そこには便利さも保証された安全もなく、有害な昆虫や、時には動物による攻撃を受けるといったことが起こりえます。このような環境下に身を置くと、自然と人はエゴ的な在り方をやめることになります。
ここでは、人間の肉体と五感に頼ることだけが自己の存在の安全を保証します。全身を耳となし、目となさなければ、何時降りかかってくるかも知れない危険を回避できないかも知れません。
そのような状態の中で、自分の五体や五感と、思考を交えずにリアルタイムにコンタクトしながら、目前の一歩いっぽに意識を集中しなければなりません。そうしないと、身近な低山といえども足をちょっと踏み間違えただけで、怪我を負って山中から脱することもままならなくなってしまいます。

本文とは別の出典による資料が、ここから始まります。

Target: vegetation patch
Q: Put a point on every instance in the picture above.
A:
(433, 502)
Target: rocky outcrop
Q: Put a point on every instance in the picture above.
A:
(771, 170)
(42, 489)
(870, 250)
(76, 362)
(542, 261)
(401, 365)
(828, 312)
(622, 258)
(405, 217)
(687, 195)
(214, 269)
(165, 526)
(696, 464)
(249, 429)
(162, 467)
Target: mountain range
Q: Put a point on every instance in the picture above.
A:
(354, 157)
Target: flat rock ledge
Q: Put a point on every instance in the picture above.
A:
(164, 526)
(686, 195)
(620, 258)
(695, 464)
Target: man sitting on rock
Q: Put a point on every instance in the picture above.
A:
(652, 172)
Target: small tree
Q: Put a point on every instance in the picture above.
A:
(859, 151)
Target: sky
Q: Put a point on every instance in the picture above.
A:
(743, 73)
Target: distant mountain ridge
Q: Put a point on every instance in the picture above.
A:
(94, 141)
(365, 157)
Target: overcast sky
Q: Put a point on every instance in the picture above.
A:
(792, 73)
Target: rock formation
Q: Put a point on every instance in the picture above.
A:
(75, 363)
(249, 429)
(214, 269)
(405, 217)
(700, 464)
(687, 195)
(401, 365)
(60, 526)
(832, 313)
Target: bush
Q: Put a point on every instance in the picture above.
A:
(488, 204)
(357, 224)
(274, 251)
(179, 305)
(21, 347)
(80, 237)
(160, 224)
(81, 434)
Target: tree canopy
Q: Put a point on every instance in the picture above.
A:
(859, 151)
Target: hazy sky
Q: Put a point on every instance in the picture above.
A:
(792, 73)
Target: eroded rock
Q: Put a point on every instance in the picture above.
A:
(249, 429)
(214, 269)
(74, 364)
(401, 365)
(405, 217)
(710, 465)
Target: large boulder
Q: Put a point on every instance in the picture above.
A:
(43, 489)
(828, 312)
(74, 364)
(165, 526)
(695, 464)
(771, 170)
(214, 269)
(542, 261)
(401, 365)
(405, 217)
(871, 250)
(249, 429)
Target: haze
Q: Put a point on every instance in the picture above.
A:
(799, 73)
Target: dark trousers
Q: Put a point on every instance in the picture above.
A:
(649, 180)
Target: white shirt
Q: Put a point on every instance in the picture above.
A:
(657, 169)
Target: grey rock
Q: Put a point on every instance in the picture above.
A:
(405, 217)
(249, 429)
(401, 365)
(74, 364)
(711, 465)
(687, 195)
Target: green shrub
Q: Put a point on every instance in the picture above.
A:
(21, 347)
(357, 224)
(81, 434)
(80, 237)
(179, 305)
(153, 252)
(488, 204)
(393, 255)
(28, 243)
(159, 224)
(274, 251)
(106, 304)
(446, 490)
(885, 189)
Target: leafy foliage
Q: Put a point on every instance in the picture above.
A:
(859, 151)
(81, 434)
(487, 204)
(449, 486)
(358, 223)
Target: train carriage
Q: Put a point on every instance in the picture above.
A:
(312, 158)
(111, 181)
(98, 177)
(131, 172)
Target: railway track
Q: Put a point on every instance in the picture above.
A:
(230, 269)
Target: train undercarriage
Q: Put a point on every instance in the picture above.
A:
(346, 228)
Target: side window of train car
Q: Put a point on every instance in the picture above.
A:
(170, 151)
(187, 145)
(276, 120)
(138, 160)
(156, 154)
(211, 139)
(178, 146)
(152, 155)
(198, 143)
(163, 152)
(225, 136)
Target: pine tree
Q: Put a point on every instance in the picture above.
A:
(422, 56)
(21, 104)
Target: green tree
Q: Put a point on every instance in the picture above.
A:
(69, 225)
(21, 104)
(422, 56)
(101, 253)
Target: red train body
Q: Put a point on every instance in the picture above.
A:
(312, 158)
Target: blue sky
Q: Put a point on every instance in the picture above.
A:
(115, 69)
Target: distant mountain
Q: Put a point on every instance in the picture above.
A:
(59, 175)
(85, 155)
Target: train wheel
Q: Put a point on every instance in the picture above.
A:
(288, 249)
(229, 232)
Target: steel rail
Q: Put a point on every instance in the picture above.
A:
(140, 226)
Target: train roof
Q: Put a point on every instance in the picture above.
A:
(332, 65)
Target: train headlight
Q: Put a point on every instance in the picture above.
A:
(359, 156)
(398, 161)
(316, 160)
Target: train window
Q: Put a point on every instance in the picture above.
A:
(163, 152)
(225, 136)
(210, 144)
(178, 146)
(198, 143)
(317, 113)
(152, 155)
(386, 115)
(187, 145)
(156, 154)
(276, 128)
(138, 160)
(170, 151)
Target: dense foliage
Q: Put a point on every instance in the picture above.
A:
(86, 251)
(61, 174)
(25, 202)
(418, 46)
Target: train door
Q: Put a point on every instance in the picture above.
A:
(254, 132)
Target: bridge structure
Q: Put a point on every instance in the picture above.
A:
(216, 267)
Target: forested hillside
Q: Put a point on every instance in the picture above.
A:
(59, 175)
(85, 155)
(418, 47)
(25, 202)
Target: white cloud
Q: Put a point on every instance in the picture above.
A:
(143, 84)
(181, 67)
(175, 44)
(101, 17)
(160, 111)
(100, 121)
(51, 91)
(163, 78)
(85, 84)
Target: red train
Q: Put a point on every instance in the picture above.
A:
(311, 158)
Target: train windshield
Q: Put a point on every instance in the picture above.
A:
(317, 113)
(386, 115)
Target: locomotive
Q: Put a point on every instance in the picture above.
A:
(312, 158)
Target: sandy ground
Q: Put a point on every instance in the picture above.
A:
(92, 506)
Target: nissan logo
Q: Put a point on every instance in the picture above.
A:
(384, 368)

また、登りがあり下りがあり、岩や滑りやすい濡れた地面が不規則に続いていく路が、意識を刺激し続けて、決して単調になることがありません。「瞑想」というと一般的には眠りに近いイメージがありますが、それでは単に意識がなまくらになっているだけとなり兼ねません。「瞑想」というのは、むしろ本当の意味で「目を醒まし続ける」ということに他ならないと気づいていることは、瞑想を続ける上で欠かせない意識であるでしょう。

こうした不規則性に富んだ山路は、身体のあらゆる部位をまんべんなく刺激して、体幹を太くし、バランスを俊敏にとるための平衡感覚を養いますし、非常にバリエーションに富んだ体重移動は上半身を同時に鍛えてくれることになります。

昨年膝に炎症を得たのは、実は皮肉にも瞑想を欲張る気持ちが強くなって、坐る時間を長くしていった結果、膝に大きな負担を得たからでした。
その際に大きな気付きとして得たことというのは、瞑想というのは、坐るという行為にあるのではなく、一日24時間のすべてをなるべく瞑想に近い状態で過ごすために、一定の時間坐って深い瞑想状態を得ているのだ、ということです。

人より長く瞑想を続けられることを自慢に思ったり、そのことに自己満足を憶えるような感覚を持ってしまうと、それはもうエゴの助長のために坐っているようなものなのです。(笑)

だから、生活のあらゆる場面において、それが瞑想であるように工夫を怠らないということが肝心なわけであり、瞑想的に、すなわち本来の自己として目覚め続けているために生きるための工夫の一環として、坐して行う瞑想もあるのだと、最近ではそういう風に考えるようになりました。